2008-09-07 Thread Adam Barth

Thanks for bring up this issue.  We're tracking this at:

http://code.google.com/p/chromium/issues/detail?id=1647

Adam

On Sat, Sep 6, 2008 at 8:27 PM, John Steenbruggen
[EMAIL PROTECTED] wrote:

 The URL bar completion and search feature of the Chrome causes the
 full typed URL to be send to Google's servers. This feature occurs if
 the URL is typed or even pasted in. It occurs even if the URL starts
 with HTTPS. It even includes all of the GET parameters. The URL data
 is sent to Google's servers over an HTTP connection.

 Hopefully the issue is already clear, but this means that information
 like usernames, passwords, account numbers, session IDs, etc that were
 never meant to be in the clear are now being sent across the internet
 for all to read. With everyone doing deep packet inspection these
 days, it likely means the data is not only exposed, but stored and
 searchable.

 Nobody expects their search strings to be secure. But one of the key
 features of HTTPS is that the URL itself is not exposed.

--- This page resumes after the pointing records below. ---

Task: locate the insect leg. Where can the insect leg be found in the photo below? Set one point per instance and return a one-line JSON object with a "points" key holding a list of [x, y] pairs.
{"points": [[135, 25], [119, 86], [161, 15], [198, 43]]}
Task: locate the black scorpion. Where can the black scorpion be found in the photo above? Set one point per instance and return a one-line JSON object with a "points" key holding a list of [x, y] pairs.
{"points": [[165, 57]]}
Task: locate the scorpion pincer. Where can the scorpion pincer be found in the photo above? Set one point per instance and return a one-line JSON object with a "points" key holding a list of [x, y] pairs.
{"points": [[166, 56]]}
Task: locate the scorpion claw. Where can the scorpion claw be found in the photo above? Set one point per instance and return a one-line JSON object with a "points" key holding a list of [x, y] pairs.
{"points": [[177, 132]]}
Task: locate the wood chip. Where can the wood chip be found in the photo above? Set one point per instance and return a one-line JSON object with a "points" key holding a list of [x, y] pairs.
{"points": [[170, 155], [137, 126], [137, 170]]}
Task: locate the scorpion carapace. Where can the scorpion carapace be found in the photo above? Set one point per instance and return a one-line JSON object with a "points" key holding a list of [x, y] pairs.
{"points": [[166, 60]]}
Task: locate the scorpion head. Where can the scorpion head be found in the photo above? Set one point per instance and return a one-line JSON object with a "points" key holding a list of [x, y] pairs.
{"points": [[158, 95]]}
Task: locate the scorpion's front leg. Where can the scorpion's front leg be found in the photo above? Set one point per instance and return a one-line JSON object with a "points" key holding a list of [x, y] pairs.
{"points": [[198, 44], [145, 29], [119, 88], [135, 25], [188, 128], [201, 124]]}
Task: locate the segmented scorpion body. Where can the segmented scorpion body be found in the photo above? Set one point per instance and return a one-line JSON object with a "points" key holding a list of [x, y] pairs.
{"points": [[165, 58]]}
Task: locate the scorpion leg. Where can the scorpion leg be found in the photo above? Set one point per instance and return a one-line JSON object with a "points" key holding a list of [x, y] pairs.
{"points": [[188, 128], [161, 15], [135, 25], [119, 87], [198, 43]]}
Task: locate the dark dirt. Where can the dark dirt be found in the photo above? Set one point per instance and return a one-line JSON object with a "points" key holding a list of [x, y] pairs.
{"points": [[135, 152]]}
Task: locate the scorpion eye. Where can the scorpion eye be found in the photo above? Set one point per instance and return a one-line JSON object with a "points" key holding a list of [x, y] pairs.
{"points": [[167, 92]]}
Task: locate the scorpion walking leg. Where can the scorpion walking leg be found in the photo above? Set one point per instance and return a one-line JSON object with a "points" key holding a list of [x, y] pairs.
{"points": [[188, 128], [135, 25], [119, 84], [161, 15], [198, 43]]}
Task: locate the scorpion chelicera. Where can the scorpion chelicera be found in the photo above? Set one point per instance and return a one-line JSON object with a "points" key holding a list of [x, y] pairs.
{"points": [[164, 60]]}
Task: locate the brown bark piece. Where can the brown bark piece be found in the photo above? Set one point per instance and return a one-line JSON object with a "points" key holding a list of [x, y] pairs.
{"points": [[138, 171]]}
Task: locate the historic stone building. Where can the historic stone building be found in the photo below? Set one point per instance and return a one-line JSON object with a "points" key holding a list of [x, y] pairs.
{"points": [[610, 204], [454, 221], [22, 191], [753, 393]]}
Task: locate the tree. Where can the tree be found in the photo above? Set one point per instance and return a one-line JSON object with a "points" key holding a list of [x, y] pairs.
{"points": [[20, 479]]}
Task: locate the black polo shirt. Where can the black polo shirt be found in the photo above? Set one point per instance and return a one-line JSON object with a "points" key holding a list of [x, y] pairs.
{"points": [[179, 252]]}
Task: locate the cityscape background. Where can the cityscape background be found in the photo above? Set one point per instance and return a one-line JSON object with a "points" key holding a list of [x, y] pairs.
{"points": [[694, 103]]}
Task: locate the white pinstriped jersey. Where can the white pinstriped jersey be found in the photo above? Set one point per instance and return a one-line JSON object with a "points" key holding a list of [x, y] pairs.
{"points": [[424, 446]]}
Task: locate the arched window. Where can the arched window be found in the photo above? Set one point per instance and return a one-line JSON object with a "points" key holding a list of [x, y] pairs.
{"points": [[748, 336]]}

This feature
 is putting Chrome users at jeopardy.

 Here are some suggestions to reduce the vulnerability:

 1) Don't provide this functionality if the URL starts with HTTPS (Best
 complete solution)
 3) Don't send GET parameters (partial solution, some sides do use
 directory names as data parameters)
 2) If the URL starts with HTTPS, send the URL data to Google using
 HTTPS (Do users really trust Google with their usernames, passwords,
 account numbers, etc when Google has no need for them?)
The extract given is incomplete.